The only thing missing is a load fold. Ie, we'll produce this asm for 32-bit with AVX512f (the motivating target in the bug report) with this patch:

vmovsd	4(%esp), %xmm0          # xmm0 = mem[0],zero
vbroadcastsd	%xmm0, %zmm0

I think the ideal code would fuse those into splat of memop:

vbroadcastsd 4(%esp), %zmm0

I meant, "how do we fix x86 in the general case"? Consider the following (with -mtriple=x86_64 -mattr=+xop):

define <8 x i64> @test(i32 %x0, i32 %x1, <8 x i64> %v) {
  %1 = insertelement <2 x i32> undef, i32 %x0, i32 0
  %2 = insertelement <2 x i32> %1, i32 %x1, i32 1
  %3 = bitcast <2 x i32> %2 to i64
  %4 = insertelement <8 x i64> %v, i64 %3, i32 0
  ret <8 x i64> %4
}

We currently generate a five-instruction sequence for something which can be done in two instructions. And the instcombine here won't trigger.

I meant, "how do we fix x86 in the general case"? Consider the following (with -mtriple=x86_64 -mattr=+xop):

Ah! Sorry, I misread the question.

define <8 x i64> @test(i32 %x0, i32 %x1, <8 x i64> %v) {
  %1 = insertelement <2 x i32> undef, i32 %x0, i32 0
  %2 = insertelement <2 x i32> %1, i32 %x1, i32 1
  %3 = bitcast <2 x i32> %2 to i64
  %4 = insertelement <8 x i64> %v, i64 %3, i32 0
  ret <8 x i64> %4
}

We currently generate a five-instruction sequence for something which can be done in two instructions. And the instcombine here won't trigger.

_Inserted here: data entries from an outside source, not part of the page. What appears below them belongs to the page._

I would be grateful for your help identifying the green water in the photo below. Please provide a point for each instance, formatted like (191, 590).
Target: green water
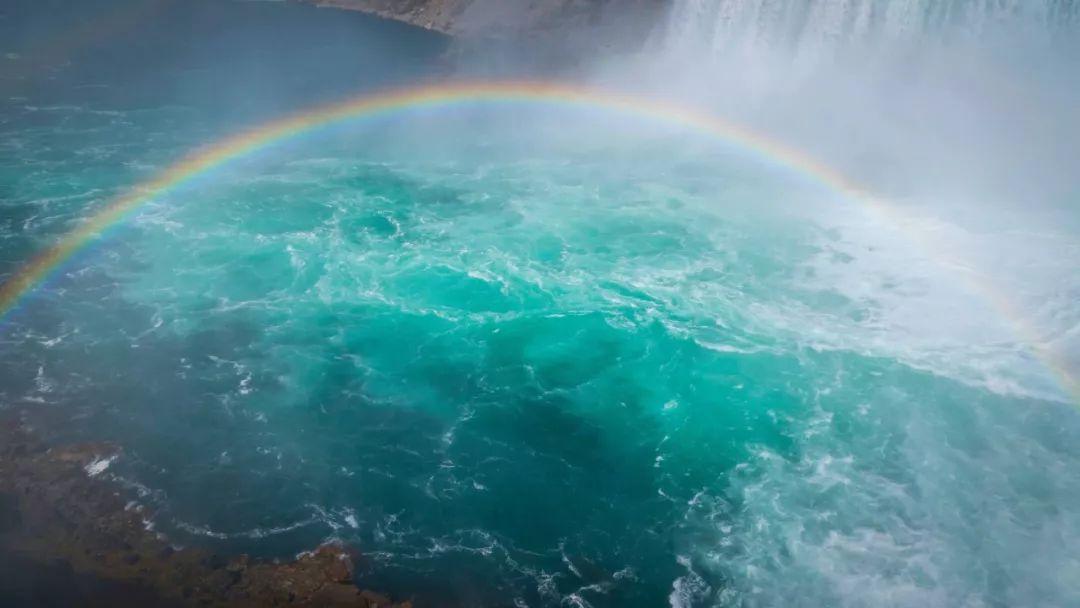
(520, 365)
(534, 356)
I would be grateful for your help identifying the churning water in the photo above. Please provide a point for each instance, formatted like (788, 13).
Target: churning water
(535, 356)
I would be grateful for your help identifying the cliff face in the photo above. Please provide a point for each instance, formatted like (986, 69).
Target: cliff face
(501, 18)
(439, 15)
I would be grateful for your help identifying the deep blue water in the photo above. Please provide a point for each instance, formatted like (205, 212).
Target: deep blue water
(516, 355)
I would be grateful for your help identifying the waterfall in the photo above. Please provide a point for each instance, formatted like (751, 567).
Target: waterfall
(817, 27)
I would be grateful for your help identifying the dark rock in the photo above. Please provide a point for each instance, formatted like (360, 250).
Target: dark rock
(52, 510)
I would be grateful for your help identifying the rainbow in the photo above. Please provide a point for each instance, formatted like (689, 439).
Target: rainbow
(441, 95)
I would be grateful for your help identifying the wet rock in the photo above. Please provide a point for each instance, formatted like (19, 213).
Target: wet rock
(57, 507)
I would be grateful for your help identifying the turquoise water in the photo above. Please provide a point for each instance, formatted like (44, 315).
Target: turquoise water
(526, 356)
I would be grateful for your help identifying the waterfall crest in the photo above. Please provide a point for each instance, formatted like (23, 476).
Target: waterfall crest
(818, 27)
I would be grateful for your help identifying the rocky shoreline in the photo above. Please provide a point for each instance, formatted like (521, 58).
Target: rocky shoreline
(69, 536)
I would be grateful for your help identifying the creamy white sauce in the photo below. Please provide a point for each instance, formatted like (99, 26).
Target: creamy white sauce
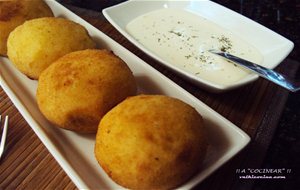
(182, 38)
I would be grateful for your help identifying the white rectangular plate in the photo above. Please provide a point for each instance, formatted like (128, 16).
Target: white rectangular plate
(273, 47)
(75, 152)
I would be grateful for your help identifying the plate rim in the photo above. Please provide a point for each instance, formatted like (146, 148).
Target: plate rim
(210, 86)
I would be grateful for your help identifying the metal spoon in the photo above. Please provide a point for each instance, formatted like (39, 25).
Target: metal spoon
(269, 74)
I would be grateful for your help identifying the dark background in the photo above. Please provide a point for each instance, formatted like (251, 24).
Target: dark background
(283, 17)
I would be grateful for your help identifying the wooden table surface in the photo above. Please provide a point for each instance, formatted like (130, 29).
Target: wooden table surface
(255, 108)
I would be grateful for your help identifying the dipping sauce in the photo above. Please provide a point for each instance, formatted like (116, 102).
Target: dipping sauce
(183, 39)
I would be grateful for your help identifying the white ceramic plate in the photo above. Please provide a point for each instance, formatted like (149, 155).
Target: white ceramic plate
(273, 47)
(75, 152)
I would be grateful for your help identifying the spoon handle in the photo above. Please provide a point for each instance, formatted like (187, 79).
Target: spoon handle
(264, 72)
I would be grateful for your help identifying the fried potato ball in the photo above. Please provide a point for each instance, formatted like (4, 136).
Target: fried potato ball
(78, 89)
(34, 45)
(15, 12)
(151, 142)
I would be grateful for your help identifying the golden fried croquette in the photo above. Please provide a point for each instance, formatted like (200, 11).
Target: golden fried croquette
(15, 12)
(151, 142)
(78, 89)
(34, 45)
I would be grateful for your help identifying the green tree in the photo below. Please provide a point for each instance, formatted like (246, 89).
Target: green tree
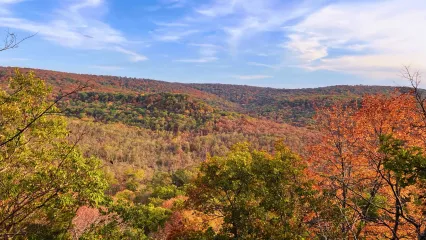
(258, 195)
(44, 178)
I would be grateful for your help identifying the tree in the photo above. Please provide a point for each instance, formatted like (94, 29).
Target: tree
(44, 177)
(258, 195)
(11, 41)
(373, 199)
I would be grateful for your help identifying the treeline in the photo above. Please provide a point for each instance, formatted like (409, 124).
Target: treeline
(293, 106)
(163, 111)
(364, 179)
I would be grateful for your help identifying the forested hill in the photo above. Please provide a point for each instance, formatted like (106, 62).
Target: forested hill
(293, 106)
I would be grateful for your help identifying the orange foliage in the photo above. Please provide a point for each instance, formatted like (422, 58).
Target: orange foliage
(348, 167)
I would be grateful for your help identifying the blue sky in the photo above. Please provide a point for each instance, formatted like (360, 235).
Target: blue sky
(275, 43)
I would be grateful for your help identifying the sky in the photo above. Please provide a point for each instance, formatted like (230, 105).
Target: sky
(269, 43)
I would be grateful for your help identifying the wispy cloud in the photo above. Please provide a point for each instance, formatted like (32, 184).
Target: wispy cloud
(171, 24)
(198, 60)
(106, 68)
(172, 35)
(371, 39)
(252, 77)
(263, 65)
(71, 28)
(134, 57)
(250, 18)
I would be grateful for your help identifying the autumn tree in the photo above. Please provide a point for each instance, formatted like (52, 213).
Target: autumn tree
(44, 177)
(258, 195)
(351, 165)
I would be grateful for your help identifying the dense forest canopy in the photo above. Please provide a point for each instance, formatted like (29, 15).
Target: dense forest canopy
(102, 157)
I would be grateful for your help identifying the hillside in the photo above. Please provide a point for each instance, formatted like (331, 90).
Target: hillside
(292, 106)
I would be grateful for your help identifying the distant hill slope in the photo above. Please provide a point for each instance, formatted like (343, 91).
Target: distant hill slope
(293, 106)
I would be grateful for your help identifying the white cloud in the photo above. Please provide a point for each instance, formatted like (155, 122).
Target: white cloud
(106, 68)
(250, 18)
(71, 28)
(372, 39)
(134, 57)
(263, 65)
(198, 60)
(172, 35)
(252, 77)
(171, 24)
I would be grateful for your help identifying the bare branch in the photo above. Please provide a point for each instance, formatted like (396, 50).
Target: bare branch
(11, 41)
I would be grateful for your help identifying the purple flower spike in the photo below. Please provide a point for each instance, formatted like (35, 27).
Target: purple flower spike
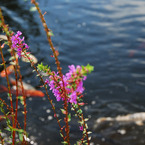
(18, 44)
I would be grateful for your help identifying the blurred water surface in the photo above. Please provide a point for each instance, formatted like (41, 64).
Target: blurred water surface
(109, 34)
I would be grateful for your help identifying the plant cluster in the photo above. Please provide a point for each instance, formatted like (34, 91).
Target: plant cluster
(67, 88)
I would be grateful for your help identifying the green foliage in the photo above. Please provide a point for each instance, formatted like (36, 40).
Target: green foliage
(87, 69)
(43, 68)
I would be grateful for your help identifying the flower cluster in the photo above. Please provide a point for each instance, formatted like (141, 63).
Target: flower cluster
(18, 44)
(72, 84)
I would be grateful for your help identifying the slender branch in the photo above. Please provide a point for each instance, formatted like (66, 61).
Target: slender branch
(58, 67)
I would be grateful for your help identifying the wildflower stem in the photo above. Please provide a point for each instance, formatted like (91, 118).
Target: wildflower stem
(58, 67)
(51, 102)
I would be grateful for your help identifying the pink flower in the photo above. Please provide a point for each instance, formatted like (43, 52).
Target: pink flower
(18, 44)
(81, 128)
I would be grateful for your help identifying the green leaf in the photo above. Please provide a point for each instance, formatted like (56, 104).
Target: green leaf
(50, 33)
(21, 136)
(32, 9)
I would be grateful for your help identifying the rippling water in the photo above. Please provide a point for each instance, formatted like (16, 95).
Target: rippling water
(109, 34)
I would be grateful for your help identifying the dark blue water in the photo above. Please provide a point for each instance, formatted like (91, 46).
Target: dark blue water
(108, 34)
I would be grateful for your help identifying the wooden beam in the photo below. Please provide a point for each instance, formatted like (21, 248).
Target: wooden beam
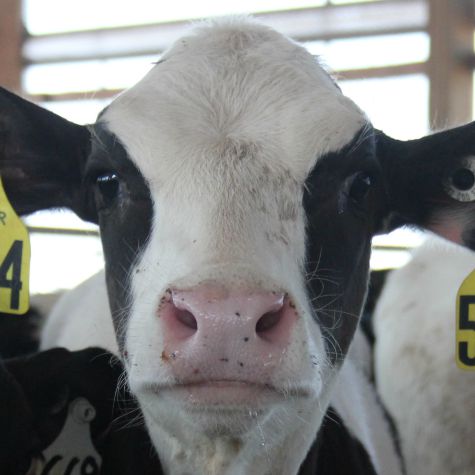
(450, 71)
(11, 41)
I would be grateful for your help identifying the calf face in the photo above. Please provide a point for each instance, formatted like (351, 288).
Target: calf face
(237, 191)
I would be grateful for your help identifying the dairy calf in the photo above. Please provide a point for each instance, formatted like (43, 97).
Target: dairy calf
(237, 191)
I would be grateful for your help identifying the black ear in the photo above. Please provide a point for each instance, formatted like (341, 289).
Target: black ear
(42, 157)
(430, 182)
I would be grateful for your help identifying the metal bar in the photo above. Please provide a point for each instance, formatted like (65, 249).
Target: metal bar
(365, 73)
(62, 231)
(450, 69)
(11, 42)
(318, 23)
(382, 72)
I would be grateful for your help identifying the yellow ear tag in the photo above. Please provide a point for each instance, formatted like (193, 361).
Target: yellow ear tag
(14, 260)
(465, 331)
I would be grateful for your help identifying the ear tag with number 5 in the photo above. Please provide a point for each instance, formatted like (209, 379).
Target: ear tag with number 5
(14, 260)
(465, 330)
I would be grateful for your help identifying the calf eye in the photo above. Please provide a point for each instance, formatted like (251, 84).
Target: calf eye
(108, 188)
(359, 186)
(460, 185)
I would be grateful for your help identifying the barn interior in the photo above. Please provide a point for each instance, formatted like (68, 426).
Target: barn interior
(407, 64)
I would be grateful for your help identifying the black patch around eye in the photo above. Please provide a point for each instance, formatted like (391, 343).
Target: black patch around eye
(359, 186)
(108, 187)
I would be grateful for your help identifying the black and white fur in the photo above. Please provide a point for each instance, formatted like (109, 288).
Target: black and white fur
(431, 400)
(237, 159)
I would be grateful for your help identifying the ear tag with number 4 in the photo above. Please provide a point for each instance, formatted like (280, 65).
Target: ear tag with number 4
(14, 260)
(465, 331)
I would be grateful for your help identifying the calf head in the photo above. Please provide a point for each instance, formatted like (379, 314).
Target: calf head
(237, 191)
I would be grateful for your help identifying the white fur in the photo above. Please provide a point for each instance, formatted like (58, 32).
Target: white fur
(81, 318)
(431, 400)
(225, 129)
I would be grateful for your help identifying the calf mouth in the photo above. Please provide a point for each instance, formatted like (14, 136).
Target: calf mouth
(225, 394)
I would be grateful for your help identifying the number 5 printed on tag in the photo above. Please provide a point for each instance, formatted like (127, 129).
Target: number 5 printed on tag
(465, 331)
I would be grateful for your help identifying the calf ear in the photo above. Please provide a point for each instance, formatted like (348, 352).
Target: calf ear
(42, 157)
(430, 182)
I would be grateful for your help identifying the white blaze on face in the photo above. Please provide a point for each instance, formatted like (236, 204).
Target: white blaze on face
(225, 130)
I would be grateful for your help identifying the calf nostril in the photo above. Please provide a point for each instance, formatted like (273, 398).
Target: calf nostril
(186, 318)
(268, 321)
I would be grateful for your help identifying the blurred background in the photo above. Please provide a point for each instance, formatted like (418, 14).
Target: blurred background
(408, 64)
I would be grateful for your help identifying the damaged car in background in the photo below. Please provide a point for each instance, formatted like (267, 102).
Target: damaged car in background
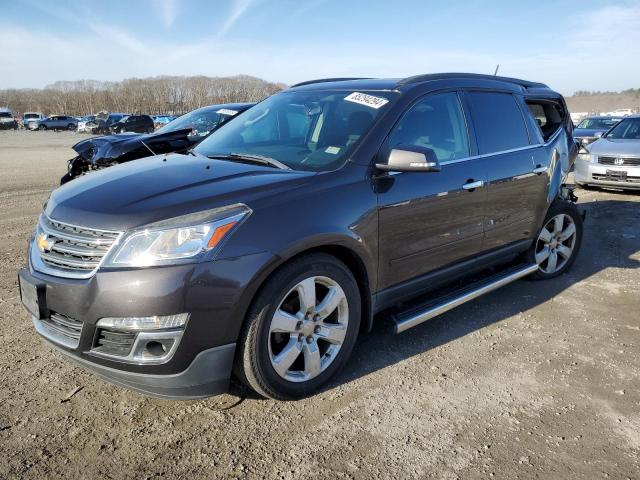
(102, 122)
(178, 136)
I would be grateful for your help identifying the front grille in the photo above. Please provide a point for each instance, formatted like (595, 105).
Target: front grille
(111, 342)
(626, 161)
(63, 329)
(74, 249)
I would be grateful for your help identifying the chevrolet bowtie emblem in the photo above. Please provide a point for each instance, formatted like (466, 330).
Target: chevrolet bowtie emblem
(43, 243)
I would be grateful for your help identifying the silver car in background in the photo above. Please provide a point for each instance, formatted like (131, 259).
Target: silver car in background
(614, 160)
(592, 128)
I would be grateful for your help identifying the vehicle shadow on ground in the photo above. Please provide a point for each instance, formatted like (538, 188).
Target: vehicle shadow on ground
(611, 237)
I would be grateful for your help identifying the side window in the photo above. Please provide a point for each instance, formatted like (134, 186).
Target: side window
(435, 122)
(548, 115)
(498, 122)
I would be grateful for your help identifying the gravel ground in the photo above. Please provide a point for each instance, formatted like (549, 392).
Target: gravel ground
(537, 380)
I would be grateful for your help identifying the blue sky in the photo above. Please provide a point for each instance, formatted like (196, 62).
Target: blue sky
(571, 45)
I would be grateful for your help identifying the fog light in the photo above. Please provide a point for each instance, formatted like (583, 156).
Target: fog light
(144, 323)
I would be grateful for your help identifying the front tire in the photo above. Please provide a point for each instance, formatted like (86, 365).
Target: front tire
(558, 242)
(300, 329)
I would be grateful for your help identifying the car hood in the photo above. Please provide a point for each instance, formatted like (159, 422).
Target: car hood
(615, 147)
(587, 132)
(162, 187)
(108, 148)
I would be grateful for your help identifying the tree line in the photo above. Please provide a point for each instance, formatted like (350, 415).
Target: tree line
(155, 96)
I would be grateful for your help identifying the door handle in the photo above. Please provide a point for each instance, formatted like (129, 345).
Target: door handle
(473, 185)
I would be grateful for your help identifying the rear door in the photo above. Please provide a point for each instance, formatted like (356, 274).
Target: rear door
(428, 220)
(504, 146)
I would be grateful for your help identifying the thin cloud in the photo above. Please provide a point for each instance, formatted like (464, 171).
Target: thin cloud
(238, 9)
(168, 11)
(121, 38)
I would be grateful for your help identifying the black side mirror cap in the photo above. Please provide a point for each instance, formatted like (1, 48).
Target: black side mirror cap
(410, 159)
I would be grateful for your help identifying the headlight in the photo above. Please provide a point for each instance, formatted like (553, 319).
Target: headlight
(144, 323)
(178, 240)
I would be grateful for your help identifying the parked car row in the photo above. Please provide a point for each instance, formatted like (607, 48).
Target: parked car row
(592, 128)
(179, 136)
(612, 160)
(7, 120)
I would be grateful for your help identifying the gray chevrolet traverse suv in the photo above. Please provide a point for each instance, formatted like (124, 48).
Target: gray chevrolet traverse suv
(266, 250)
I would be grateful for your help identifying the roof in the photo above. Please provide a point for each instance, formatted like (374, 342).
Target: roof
(409, 82)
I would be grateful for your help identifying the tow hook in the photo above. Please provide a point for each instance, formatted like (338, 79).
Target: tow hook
(566, 192)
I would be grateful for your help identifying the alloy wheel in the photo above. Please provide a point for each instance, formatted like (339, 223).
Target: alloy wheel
(308, 329)
(555, 243)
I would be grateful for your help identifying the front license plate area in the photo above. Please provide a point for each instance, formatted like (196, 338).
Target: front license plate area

Ok - so this example is an extension of a different instcombine that I was originally thinking of to solve this case (https://bugs.llvm.org/show_bug.cgi?id=34716#c1). We could trade an insert for a bitcast:

define <8 x i64> @test_not_undef_bc(i32 %x0, i32 %x1, <8 x i64> %v) {

  %bc = bitcast <8 x i64> %v to <16 x i32>
  %i1 = insertelement <16 x i32> %bc, i32 %x0, i32 0
  %i2 = insertelement <16 x i32> %i1, i32 %x1, i32 1
  %bc2 = bitcast <16 x i32> %i2 to <8 x i64>
  ret <8 x i64> %bc2
}

I think we'd get that by applying a fold like:
(ins (bitcast (ins ))) --> (bitcast (ins (bitcast )))
...twice. That's still 3 instructions though?

vpinsrd	$0, %edi, %xmm0, %xmm2
vpinsrd	$1, %esi, %xmm2, %xmm2
vblendps	$15, %ymm2, %ymm0, %ymm0 ## ymm0 = ymm2[0,1,2,3],ymm0[4,5,6,7]

No, you're right, that's still three instructions; I didn't realize there wasn't a ymm version of vpinsrd.

No, you're right, that's still three instructions; I didn't realize there wasn't a ymm version of vpinsrd.

But looking at that IR again, it's not a simple match applied twice. Let me see what this would look like in the DAG with insert_subvector...

I guess the question is does this IR patch have enough value to stand by itself? It does let us kill one IR instruction for the case in the bug report. But I agree we need something else in the DAG.

spatel abandoned this revision.Oct 13 2017, 8:59 AM

Abandoning - we solved this more generally in one way, but more restricted in another in the DAG with D38388. If we find other gaps in this kind of code, we could resurrect this.